The Economic and Financial Crimes Commission Chairman, Ola Olukoyede, has pledged that the agency will increase its scrutiny of Nigeria’s insurance industry to curb fraud and enhance economic stability.
Olukoyede highlighted the damaging effect of insurance fraud on Nigeria’s economic development, vowing to investigate the alleged mismanagement within the industry. He emphasized that the insurance sector would now receive similar attention as the banking sector, which is already closely monitored by the EFCC.
A statement by EFCC spokesperson Dele Oyewale revealed that Olukoyede made this commitment when the National Insurance Commission delegation, led by Commissioner for Insurance and CEO Olusegun Omosehin, visited the EFCC’s headquarters. During the meeting, Olukoyede noted that the agency’s Bank Fraud Section would expand its mandate to address insurance-related issues.

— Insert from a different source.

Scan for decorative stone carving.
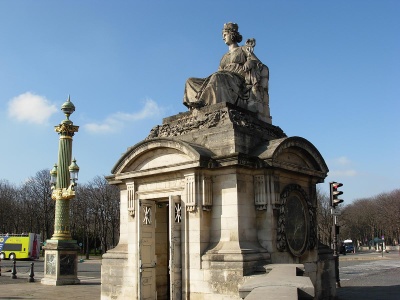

“The issue of insurance fraud is a major albatross to our economic development,” Olukoyede stated. “We are ready to take up some of these cases, particularly insolvency attributed to the fraudulent management of insurance companies. This is something we must not tolerate, and that’s why regulatory compliance must be prioritized in industries where systems work.”
Olukoyede urged NAICOM to support the EFCC with information needed to combat fraud, adding, “We are ready to work with you, and by doing so, we’ll send signals to industry players that it’s no longer business as usual. Starting today, we will be looking at insurance companies just as we scrutinize the banking industry to foster growth.”
He criticized the reluctance of some insurance companies to settle claims promptly. “They are very fast at collecting premiums but when it comes to settling claims, they start coming up with all kinds of excuses,” he said. “In places like the US and Europe, the scale of insurance activities is often larger than that of banks. We will collaborate with you and give you our support to hold companies accountable.”
Olusegun Omosehin, NAICOM’s chief, expressed concern over the impact of corporate governance failures in insurance companies, which often lead to severe consequences for policyholders.
“When insurance institutions fail, we are expected to intervene and take appropriate regulatory actions,” Omosehin noted. “These failures often stem from governance violations, including cases where some individuals mismanage the institution’s assets, leaving policyholders, who have invested their life savings, at a loss.”
He explained that such cases of institutional failure need to be reported to appropriate agencies like the EFCC to ensure accountability. “This is one of the urgent issues we’ve brought to the EFCC’s attention,” Omosehin said, underscoring the importance of collaboration to protect policyholders and maintain stability in the sector.